August 19, 2008
Weather concerns push up US grain prices

US grain prices increased on Monday (August 18, 2008) due to concerns of a turn to drier weather this week in the Midwest.


There is not much moisture in the forecast and it's dry in some areas in Ohio, Michigan, Indiana and Minnesota, according to Jerry Gidel, analyst for North America Risk Management Inc.


US corn and soy were planted late and were slow to develop early in the summer due to the Midwest flood in June. As a result, good crop weather is required in August through September if the US is to achieve bumper crop yields.

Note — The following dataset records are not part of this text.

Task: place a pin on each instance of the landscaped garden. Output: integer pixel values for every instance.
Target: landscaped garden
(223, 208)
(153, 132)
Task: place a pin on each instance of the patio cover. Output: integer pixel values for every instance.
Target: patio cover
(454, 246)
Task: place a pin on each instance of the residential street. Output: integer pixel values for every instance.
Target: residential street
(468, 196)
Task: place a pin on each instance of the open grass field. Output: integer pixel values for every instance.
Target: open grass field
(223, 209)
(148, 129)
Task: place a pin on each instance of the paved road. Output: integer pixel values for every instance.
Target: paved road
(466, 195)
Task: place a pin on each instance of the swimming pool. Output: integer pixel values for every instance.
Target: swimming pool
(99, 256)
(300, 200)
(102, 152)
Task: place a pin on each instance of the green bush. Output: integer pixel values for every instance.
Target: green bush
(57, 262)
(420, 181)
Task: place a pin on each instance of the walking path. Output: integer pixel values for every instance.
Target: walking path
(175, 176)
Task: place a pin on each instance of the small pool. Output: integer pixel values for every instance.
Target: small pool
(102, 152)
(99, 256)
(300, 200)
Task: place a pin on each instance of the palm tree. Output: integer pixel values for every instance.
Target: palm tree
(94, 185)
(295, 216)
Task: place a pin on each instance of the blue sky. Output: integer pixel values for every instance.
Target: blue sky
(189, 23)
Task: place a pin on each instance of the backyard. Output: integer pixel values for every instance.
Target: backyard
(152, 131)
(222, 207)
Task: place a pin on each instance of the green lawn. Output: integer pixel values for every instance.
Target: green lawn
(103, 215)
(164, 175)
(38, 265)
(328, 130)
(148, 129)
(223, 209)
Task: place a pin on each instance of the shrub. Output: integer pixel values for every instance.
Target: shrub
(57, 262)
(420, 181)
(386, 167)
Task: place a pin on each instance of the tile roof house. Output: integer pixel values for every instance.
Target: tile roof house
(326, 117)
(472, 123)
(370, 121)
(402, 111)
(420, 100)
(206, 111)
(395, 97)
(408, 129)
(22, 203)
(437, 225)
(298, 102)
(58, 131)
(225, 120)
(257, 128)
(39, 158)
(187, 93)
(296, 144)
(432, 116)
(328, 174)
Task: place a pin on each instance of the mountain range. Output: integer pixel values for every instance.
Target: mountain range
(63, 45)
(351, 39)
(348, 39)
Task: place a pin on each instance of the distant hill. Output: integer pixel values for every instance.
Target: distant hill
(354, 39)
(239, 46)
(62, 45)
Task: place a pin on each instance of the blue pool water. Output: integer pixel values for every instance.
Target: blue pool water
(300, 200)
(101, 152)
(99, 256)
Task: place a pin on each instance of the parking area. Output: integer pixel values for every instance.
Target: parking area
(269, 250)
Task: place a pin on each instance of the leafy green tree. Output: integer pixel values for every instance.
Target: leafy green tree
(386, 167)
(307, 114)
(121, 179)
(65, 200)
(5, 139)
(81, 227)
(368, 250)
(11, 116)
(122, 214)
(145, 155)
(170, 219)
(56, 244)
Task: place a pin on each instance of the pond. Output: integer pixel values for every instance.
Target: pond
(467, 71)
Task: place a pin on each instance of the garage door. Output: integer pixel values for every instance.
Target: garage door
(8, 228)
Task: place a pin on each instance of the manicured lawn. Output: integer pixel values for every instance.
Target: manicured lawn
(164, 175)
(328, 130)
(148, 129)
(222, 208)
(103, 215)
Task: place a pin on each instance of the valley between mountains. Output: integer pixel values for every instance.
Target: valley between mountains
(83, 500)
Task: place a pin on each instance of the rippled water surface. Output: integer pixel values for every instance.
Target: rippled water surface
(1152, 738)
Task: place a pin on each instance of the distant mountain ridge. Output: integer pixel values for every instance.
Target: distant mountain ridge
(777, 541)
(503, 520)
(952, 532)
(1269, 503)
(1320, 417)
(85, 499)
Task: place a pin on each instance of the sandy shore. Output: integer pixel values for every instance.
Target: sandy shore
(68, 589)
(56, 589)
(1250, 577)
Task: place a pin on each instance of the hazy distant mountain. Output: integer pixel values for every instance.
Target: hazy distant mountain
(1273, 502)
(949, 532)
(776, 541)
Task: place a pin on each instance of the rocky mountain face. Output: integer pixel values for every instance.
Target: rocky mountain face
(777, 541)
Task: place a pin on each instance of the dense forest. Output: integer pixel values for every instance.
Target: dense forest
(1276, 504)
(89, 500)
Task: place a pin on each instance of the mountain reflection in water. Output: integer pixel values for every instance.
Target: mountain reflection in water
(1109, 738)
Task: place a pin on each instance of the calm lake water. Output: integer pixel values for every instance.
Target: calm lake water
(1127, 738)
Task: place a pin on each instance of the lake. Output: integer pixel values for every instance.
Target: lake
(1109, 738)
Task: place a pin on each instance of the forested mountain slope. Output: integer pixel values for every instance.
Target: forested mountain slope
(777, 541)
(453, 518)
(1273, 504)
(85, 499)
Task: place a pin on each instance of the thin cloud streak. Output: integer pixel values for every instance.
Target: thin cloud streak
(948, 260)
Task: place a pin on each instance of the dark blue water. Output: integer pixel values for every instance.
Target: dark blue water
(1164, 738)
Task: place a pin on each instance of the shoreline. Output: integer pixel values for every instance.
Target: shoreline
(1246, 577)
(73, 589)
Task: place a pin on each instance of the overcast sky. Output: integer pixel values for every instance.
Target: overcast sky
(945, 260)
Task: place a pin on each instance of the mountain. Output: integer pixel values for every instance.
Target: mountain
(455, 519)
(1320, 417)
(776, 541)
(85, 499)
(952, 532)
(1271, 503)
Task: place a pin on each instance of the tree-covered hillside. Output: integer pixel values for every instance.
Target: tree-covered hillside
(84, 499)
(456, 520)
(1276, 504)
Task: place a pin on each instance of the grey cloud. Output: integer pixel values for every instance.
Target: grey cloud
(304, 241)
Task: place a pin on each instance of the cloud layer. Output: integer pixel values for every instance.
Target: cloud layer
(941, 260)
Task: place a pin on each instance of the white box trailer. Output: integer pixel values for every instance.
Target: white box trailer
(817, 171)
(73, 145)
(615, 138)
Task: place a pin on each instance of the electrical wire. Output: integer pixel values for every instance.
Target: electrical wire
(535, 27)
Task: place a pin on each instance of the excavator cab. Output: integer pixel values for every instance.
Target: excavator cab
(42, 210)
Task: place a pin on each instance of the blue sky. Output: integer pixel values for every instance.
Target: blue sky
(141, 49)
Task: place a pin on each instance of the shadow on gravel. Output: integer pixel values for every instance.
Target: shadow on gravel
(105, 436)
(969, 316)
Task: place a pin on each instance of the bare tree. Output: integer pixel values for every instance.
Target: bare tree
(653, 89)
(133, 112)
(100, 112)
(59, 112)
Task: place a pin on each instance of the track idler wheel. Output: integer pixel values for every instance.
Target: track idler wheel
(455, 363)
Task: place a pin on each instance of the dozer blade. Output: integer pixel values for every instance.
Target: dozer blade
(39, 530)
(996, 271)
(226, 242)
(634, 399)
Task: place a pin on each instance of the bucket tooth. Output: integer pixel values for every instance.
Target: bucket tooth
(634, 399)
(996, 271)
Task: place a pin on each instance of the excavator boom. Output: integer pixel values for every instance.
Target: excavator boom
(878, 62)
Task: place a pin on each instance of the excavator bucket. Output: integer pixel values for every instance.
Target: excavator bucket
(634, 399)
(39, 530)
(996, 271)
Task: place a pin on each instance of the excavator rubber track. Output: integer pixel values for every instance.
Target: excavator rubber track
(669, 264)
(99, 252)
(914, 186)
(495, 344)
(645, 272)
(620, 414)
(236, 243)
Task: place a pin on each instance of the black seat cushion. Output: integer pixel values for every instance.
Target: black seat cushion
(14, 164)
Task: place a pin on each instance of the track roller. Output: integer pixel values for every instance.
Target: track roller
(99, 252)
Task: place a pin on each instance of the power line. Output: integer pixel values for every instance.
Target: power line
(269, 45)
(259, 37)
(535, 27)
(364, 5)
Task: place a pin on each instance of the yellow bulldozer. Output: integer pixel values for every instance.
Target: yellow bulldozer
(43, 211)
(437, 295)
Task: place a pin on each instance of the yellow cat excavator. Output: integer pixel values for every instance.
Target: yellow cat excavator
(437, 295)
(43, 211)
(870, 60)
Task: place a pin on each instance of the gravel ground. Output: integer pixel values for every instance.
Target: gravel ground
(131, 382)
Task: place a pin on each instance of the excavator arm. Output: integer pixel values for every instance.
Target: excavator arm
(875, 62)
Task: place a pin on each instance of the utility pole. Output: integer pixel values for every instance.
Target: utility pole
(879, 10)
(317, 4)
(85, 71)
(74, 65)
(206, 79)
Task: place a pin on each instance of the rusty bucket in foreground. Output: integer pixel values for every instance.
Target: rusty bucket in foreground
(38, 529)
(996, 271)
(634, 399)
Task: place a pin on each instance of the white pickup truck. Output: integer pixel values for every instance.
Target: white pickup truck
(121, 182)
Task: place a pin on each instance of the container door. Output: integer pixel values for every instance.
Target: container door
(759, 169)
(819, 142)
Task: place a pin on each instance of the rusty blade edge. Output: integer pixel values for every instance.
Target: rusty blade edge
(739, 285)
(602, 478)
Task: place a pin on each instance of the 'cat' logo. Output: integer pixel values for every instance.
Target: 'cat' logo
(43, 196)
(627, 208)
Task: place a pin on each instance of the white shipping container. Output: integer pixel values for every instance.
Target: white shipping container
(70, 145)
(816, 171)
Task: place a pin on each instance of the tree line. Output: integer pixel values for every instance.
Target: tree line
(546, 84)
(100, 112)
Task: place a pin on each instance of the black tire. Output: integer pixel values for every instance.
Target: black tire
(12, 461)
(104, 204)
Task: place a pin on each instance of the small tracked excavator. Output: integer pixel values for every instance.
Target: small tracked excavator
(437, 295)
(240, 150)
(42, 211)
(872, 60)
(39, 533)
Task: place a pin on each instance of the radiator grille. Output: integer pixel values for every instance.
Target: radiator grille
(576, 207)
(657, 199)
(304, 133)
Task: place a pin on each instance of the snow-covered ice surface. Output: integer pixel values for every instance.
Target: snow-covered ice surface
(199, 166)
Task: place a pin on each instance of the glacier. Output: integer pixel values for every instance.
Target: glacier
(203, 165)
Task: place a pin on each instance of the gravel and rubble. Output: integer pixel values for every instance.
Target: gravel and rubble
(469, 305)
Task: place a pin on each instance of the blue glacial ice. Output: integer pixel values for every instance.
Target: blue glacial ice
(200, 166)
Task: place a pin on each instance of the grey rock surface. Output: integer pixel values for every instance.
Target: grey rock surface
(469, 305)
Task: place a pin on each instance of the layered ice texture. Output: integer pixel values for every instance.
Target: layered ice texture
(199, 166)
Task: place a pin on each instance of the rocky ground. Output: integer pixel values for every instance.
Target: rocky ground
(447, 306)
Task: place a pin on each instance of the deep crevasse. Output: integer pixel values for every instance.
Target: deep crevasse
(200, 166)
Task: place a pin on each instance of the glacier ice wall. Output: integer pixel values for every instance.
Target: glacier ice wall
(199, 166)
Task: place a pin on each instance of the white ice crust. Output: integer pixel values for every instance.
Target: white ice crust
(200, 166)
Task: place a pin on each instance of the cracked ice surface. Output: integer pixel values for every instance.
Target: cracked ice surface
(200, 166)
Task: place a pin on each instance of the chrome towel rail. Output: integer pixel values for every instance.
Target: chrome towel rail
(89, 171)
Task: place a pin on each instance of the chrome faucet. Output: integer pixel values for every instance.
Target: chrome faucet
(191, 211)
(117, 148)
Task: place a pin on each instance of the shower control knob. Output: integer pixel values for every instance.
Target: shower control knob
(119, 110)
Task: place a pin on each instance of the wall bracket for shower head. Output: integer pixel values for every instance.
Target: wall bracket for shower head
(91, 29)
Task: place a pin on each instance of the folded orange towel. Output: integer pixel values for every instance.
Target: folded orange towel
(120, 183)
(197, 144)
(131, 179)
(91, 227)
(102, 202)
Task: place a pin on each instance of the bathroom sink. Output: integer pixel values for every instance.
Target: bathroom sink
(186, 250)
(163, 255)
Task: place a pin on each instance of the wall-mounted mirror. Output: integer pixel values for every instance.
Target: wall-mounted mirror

Corn prices increased 4 percent, while soy and wheat nearly rose by 4 percent. The global wheat market is also worried about the weather, including Australia, a large global wheat producer and exporter.


US corn for September delivery increased 25 cents per bushel to US$5.54-3/4, soy for September delivery went up 45 cents per bushel to US$12.56-1/2, while wheat for September shipment rose 35 cents per bushel to US$8.59-1/4.


Despite so, some crop specialists opined that the warmer and drier weather could be a boon to crop development instead.


"The crops will continue to fill under very little stress. This warmer weather could push crop development a little ahead," said Mike Palmerino of DTN Meteorlogix.


Traders also said the grain and soy markets were due for a bounce after each market fell sharply on Friday (August 15, 2008) amid a broad-based sell-off as the value of the US dollar rose. The US dollar value fell again on Monday (August 18, 2008), giving support to US wheat, corn and soy markets, but a trader predicts that the market will remain volatile.


The trade was awaiting results from an annual crop tour of the Midwest that will conclude on Thursday, and the crop scouts will gauge and impact of the late plants and ample moisture for the corn and soy crops.


Tour leader Chip Flory said a cloud of uncertainty hangs over this year's crop as it is more vulnerable than usual to harsh weather due to immaturity.